President Donald Trump has ordered that any nation which trades with Iran will be punished with a 25% additional tariff on “any and all business” done with the United States. That’s a lot of the world. As of 2022, the World Bank reported Iran had trade relations with 147 nations, according to Reuters. In 2023, it produced around four percent of the world’s oil (around 3.3-4 million bpd), and exported close to half (47%) of that production. It was ranked that year as the ninth-largest oil producer in the world, and the fourth-largest of the OPEC members.
China is Iran’s largest trading partner, and reportedly bought 80% of Iran’s oil exports in 2025, with payments made by non-dollar arrangements. It immediately strongly protested this new weaponization of tariffs.
China has a long-term view of its ties with Iran; the opening statement of the Chinese Foreign Ministry’s “China and Iran” background page reports that “friendly exchanges between China and Iran date back to the 2nd century B.C. Gan Ying, an envoy dispatched by Ban Chao reached the territory of Iran (Arsacid dynasty), opening up a transportation route from China to ancient Rome via Iran. Since then, the peoples of China and Iran have maintained exchanges.”
Russian Foreign Minister Sergey Lavrov stated bluntly on Jan. 14 that no third party can change the fundamental nature of the relationship between Russia and Iran, based as it is on agreements reached by the Presidents of the two countries.

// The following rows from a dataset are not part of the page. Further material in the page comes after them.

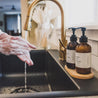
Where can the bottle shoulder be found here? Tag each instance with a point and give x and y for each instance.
(72, 45)
(83, 48)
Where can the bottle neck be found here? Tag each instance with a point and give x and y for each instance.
(82, 43)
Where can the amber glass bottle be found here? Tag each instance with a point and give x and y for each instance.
(83, 55)
(70, 52)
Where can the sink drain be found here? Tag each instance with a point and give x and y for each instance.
(24, 90)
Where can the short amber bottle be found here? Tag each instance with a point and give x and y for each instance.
(70, 55)
(83, 55)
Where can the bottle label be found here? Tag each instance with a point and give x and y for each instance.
(83, 60)
(70, 56)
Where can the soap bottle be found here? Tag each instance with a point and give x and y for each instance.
(70, 51)
(83, 54)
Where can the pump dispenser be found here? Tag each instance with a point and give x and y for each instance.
(83, 54)
(70, 60)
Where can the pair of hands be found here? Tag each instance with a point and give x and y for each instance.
(16, 46)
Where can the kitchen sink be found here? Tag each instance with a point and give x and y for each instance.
(45, 75)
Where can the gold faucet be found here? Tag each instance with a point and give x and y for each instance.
(63, 41)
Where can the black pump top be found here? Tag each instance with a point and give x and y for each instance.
(83, 38)
(73, 37)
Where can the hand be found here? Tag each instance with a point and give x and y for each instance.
(16, 46)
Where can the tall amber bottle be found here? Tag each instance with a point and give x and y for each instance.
(70, 52)
(83, 55)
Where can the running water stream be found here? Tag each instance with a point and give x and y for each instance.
(25, 71)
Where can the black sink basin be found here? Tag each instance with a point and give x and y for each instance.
(45, 76)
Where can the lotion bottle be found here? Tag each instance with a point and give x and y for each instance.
(70, 52)
(83, 54)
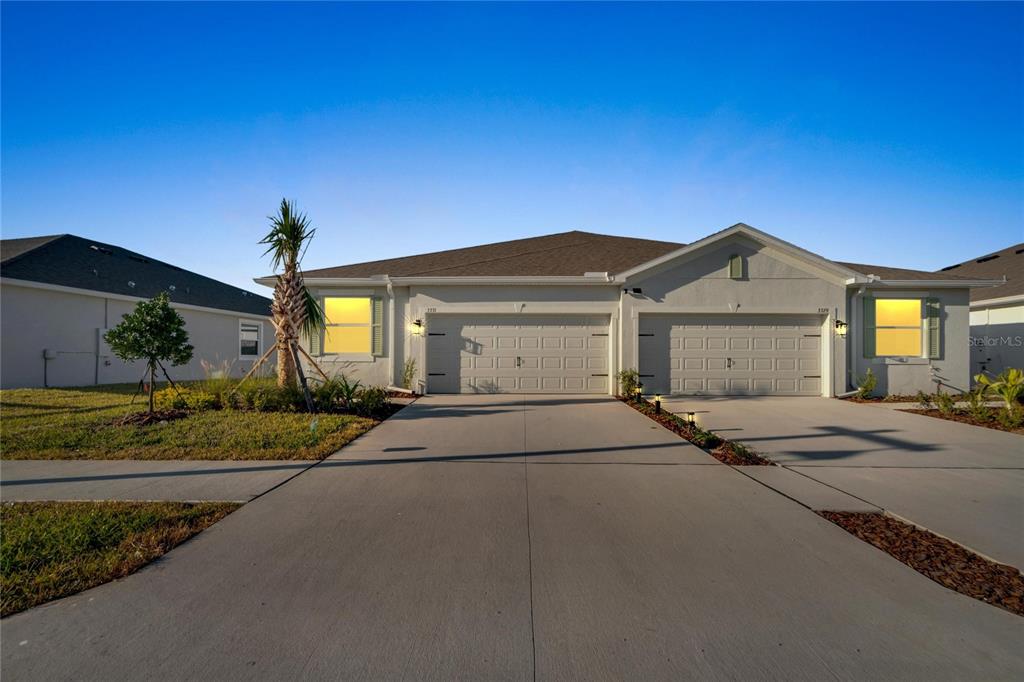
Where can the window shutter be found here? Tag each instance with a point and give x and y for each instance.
(377, 329)
(868, 324)
(314, 343)
(932, 320)
(316, 339)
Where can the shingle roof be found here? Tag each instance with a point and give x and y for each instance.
(887, 272)
(1009, 262)
(72, 261)
(564, 254)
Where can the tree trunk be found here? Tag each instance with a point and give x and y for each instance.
(286, 363)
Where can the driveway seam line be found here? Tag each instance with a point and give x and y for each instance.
(529, 539)
(867, 502)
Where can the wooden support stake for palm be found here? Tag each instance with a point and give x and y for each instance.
(302, 377)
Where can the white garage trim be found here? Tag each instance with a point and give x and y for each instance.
(488, 353)
(735, 354)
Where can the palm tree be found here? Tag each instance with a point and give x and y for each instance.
(294, 308)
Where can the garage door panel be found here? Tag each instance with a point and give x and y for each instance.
(547, 354)
(760, 354)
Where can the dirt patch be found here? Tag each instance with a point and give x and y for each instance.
(146, 418)
(965, 418)
(942, 560)
(724, 451)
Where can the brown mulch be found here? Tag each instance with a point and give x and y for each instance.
(964, 418)
(722, 450)
(942, 560)
(146, 418)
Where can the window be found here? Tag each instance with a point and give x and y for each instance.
(736, 266)
(897, 327)
(352, 325)
(248, 340)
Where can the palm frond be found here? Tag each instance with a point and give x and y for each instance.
(290, 232)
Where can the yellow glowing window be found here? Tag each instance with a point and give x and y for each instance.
(897, 327)
(349, 325)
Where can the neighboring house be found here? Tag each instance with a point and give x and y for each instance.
(59, 294)
(737, 312)
(996, 313)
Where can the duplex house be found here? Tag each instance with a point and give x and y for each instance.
(996, 312)
(737, 312)
(59, 294)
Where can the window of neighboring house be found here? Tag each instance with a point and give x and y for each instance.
(349, 325)
(248, 340)
(897, 327)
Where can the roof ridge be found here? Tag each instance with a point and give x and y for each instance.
(515, 255)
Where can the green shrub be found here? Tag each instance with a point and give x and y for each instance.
(866, 385)
(945, 403)
(629, 381)
(1009, 385)
(1012, 418)
(372, 401)
(976, 407)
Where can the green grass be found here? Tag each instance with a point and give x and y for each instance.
(50, 550)
(76, 424)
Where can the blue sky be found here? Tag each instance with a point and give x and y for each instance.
(881, 133)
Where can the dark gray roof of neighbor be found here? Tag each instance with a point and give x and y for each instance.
(67, 260)
(564, 254)
(1009, 263)
(902, 273)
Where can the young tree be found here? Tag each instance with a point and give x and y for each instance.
(154, 332)
(294, 308)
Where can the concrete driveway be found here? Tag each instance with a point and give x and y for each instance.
(962, 481)
(518, 538)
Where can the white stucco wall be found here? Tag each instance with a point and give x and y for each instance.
(33, 320)
(996, 338)
(774, 283)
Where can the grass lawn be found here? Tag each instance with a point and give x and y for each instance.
(76, 424)
(50, 550)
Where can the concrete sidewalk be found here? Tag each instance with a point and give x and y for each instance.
(467, 540)
(192, 480)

He cited their joint projects, such as the Bushehr Nuclear Power Plant, the International North-South Transport Corridor, and “numerous other items on the agenda of Russian-Iranian relations, which hold particular significance for the development of the entire region and the Eurasian continent.”
“When a powerful country like the United States resorts to such unscrupulous methods—methods of unfair competition—it only indicates that the competitive standing of the United States is steadily deteriorating,” he noted, warning that such methods will inevitably “lead to an even more severe crisis in international economic and political relations.”